Newsroom: Puluhan Tahun Jual Kalong, Warga Pancur Batu Biayai Sekolah Anak
Newsroom: Puluhan Tahun Jual Kalong, Warga Pancur Batu Biayai Sekolah Anak
Deli Serdang, MISTAR.ID
Kalong merupakan hewan mamalia pemakan buah yang aktif pada malam hari atau dikenal sebagai hewan nokturnal. Mamalia terbang ini masih satu spesies dengan kelelawar atau chiroptera.

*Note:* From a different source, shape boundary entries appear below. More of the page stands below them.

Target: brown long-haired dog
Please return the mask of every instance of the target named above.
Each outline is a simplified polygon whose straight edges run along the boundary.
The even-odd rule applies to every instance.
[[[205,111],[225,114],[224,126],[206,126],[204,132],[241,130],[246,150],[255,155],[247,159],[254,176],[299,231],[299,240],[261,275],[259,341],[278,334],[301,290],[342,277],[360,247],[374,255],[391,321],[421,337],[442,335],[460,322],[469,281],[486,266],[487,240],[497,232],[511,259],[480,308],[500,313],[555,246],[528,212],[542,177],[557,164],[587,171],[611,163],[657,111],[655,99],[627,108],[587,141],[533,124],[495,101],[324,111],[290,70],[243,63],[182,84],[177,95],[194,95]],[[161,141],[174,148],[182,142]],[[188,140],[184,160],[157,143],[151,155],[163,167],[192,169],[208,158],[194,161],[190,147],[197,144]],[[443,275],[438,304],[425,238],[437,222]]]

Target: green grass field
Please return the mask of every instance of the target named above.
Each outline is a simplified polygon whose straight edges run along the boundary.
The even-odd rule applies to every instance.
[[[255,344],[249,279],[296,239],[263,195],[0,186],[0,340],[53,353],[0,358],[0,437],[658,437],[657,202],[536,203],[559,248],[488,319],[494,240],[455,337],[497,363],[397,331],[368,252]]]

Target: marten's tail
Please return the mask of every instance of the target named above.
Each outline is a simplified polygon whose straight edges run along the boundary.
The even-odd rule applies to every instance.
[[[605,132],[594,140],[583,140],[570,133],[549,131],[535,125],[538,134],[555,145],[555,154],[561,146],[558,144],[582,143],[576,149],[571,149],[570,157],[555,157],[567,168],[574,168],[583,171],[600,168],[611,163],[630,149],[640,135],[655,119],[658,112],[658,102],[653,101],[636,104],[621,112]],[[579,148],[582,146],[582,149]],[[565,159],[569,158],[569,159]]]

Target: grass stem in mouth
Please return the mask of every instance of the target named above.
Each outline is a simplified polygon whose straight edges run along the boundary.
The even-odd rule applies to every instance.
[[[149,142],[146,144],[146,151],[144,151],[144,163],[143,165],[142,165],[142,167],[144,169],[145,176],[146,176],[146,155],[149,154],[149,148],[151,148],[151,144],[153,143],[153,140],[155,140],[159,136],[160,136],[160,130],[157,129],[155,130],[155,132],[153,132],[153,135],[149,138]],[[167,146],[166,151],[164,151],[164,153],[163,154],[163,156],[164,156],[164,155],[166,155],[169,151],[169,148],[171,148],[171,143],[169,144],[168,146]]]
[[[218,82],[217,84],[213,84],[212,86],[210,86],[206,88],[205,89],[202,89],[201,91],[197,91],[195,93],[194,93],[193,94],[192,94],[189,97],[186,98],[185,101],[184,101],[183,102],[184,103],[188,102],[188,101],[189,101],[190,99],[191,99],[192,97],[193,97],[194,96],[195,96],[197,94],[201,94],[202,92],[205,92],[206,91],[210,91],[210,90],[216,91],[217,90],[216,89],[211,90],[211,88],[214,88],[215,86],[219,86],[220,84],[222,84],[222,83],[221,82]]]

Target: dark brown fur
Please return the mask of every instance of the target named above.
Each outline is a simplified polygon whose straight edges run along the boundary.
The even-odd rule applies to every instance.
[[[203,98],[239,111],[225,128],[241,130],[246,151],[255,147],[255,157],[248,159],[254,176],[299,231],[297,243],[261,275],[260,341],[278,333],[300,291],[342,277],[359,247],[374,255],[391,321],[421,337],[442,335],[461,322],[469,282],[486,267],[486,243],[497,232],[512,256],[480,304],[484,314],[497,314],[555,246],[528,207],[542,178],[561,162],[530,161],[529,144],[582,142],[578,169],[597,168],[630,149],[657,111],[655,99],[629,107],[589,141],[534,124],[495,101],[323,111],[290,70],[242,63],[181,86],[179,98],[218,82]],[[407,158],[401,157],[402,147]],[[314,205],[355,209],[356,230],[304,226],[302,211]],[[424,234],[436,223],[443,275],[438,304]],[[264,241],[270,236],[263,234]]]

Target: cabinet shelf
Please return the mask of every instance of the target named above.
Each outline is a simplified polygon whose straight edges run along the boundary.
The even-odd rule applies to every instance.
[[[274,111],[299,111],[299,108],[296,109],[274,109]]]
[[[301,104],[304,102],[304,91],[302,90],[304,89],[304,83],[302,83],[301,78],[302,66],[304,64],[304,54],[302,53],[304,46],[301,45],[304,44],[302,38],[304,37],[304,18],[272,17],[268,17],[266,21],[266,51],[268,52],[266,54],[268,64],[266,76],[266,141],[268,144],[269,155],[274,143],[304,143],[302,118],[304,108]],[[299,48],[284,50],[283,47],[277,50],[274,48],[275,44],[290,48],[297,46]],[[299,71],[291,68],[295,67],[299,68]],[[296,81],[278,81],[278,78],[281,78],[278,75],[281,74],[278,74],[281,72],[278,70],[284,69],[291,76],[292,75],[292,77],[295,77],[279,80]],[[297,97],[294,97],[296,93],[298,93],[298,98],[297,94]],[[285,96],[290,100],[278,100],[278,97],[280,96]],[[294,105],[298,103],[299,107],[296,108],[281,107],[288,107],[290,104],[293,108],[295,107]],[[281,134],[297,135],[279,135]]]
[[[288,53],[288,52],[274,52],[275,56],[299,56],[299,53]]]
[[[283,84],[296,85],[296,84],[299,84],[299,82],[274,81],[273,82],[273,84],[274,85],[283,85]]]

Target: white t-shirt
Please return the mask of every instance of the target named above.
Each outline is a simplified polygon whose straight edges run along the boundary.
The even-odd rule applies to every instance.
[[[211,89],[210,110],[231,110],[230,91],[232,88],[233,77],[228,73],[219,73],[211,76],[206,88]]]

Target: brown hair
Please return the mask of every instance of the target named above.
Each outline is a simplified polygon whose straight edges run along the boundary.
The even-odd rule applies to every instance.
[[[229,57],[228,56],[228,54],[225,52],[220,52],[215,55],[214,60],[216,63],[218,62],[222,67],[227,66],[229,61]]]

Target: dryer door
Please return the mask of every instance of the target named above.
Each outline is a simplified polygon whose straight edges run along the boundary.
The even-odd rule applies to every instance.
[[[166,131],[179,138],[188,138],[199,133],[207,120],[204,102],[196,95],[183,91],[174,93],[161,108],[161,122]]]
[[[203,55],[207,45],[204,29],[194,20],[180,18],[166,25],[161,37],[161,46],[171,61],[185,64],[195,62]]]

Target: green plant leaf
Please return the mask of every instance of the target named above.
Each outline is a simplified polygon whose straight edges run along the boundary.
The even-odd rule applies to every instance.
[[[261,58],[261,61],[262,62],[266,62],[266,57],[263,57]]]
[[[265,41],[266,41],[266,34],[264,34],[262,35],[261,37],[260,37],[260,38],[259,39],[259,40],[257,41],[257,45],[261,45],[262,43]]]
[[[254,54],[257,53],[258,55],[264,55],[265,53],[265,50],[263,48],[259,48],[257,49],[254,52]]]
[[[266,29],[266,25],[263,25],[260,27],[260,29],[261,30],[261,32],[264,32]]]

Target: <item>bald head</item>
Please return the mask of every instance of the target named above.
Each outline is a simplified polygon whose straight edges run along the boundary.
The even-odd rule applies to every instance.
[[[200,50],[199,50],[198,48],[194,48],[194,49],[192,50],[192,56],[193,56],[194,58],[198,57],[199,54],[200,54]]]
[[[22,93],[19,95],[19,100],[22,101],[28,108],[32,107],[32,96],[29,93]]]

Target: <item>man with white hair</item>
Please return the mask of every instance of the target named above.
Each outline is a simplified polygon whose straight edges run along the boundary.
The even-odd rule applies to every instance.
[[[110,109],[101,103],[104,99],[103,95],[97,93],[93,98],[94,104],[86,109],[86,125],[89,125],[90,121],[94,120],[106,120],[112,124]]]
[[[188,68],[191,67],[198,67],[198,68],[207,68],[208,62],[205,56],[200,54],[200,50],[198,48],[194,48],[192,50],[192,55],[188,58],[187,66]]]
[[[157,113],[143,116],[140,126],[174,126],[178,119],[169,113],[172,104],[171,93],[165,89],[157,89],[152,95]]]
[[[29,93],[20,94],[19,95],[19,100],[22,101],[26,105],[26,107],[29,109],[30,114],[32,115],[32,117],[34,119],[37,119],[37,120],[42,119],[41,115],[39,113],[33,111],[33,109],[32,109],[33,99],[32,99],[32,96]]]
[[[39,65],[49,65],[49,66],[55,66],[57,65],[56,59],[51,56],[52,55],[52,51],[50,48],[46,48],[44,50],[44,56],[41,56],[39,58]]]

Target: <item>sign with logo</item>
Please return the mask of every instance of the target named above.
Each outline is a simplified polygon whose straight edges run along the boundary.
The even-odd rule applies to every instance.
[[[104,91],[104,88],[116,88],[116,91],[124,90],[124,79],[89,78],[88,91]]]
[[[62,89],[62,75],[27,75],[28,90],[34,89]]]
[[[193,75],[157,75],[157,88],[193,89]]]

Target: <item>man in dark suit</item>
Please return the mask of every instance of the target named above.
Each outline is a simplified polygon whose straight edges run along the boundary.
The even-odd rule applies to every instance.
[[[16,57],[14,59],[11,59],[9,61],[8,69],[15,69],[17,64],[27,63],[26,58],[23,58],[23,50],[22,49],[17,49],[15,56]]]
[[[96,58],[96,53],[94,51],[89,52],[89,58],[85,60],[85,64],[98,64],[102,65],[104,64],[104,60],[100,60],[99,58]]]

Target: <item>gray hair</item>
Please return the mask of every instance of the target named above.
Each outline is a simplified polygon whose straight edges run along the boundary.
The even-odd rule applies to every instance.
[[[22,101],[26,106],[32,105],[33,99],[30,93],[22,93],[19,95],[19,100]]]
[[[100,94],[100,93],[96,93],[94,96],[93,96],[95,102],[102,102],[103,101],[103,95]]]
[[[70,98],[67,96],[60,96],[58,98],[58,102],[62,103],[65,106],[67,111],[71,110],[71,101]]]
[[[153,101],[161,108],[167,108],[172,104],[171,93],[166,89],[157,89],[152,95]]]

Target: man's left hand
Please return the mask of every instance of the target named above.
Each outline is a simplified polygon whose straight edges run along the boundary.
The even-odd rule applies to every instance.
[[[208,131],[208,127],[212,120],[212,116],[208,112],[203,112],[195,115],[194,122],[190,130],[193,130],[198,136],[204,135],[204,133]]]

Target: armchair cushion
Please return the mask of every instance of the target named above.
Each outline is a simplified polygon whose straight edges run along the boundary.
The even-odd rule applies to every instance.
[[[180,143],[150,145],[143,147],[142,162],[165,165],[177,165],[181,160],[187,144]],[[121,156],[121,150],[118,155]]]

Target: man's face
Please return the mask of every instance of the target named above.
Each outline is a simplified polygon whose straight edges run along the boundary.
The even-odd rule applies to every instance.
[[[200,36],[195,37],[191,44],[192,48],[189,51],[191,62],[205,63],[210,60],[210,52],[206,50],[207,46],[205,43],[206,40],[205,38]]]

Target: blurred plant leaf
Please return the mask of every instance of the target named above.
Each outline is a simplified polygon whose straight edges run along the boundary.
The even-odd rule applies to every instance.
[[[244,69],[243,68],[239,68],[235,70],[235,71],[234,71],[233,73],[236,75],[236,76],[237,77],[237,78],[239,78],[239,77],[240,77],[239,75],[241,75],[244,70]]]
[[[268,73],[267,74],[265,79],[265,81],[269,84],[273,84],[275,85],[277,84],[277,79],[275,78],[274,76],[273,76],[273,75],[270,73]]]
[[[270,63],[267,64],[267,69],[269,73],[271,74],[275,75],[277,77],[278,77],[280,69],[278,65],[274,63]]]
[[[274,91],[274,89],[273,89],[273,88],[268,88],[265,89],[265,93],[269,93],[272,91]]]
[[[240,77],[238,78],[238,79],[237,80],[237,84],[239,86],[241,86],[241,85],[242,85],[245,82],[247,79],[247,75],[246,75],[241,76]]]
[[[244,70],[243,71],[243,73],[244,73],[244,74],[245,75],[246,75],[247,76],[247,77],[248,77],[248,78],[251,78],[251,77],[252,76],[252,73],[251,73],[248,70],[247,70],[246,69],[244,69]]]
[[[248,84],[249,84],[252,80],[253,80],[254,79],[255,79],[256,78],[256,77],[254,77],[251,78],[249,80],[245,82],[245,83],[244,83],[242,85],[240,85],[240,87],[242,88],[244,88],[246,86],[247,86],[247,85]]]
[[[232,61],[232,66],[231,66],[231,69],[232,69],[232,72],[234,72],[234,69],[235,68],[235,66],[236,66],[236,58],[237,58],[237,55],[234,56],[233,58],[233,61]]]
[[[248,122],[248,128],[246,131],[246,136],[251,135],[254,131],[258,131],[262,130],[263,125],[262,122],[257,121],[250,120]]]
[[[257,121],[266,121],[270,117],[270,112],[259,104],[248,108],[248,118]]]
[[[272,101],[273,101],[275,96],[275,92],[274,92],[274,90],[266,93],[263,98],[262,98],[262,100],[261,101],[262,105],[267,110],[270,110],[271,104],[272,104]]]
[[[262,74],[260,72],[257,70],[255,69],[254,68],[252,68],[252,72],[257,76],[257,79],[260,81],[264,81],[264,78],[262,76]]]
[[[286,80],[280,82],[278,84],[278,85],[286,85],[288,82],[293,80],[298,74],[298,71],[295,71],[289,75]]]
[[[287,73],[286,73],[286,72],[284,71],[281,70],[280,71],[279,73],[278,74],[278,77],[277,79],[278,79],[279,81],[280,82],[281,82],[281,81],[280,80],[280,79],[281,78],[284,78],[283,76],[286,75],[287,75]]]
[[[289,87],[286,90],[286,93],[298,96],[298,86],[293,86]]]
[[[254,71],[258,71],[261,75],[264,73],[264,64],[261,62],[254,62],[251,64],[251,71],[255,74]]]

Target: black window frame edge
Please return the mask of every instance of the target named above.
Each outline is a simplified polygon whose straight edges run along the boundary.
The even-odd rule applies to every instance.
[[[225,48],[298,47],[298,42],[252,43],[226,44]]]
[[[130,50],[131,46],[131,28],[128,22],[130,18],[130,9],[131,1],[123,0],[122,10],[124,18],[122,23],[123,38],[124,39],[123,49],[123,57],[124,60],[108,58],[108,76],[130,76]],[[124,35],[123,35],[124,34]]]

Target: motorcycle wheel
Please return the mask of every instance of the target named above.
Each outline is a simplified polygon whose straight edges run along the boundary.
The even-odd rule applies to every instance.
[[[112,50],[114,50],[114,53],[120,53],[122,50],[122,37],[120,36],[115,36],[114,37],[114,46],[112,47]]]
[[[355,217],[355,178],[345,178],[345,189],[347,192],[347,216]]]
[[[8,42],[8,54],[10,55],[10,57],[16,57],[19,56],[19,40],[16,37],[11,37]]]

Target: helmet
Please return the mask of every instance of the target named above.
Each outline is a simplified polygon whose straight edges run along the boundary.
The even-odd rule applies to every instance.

Di Kabupaten Deli Serdang, Sumatera Utara, keberadaan kalong tidak hanya berperan menjaga keseimbangan ekosistem, tetapi juga menjadi sumber ekonomi bagi sebagian warga.
Kalong diperjualbelikan karena dipercaya memiliki khasiat kesehatan, di antaranya untuk mengobati sesak napas, penyakit paru-paru, hingga gangguan hati.
Salah seorang penjual kalong, Santi Gurusinga, 37 tahun, menjajakan hewan ini di Desa Pertampilen, Jalan Jamin Ginting Kilometer 20, Kecamatan Pancur Batu, Kabupaten Deli Serdang.
Baca Juga: Newsroom: Viral Dugaan Pengeroyokan Satu Keluarga di Medan Barat, Libatkan Oknum TNI-Polri
Saat ditemui Mistar TV, Selasa (20/1/2026), Santi mengaku telah berjualan kalong selama 20 tahun. Dari hasil penjualan tersebut, ia mengandalkannya untuk memenuhi kebutuhan sehari-hari sekaligus membiayai sekolah tiga orang anaknya.
Kalong yang dijual Santi didatangkan dari Pekanbaru, Provinsi Riau. Harga jualnya bervariasi, tergantung ukuran, mulai dari Rp350.000 hingga Rp550.000 per ekor.
Pembelinya datang dari berbagai daerah, seperti Tanjung Morawa, Pematangsiantar, Parapat, hingga Kalimantan, serta warga Kota Medan dan Deli Serdang.
Selain menjual kalong, Santi juga berjualan buah-buahan musiman seperti durian, nangka, dan nanas di depan rumahnya. (hm21).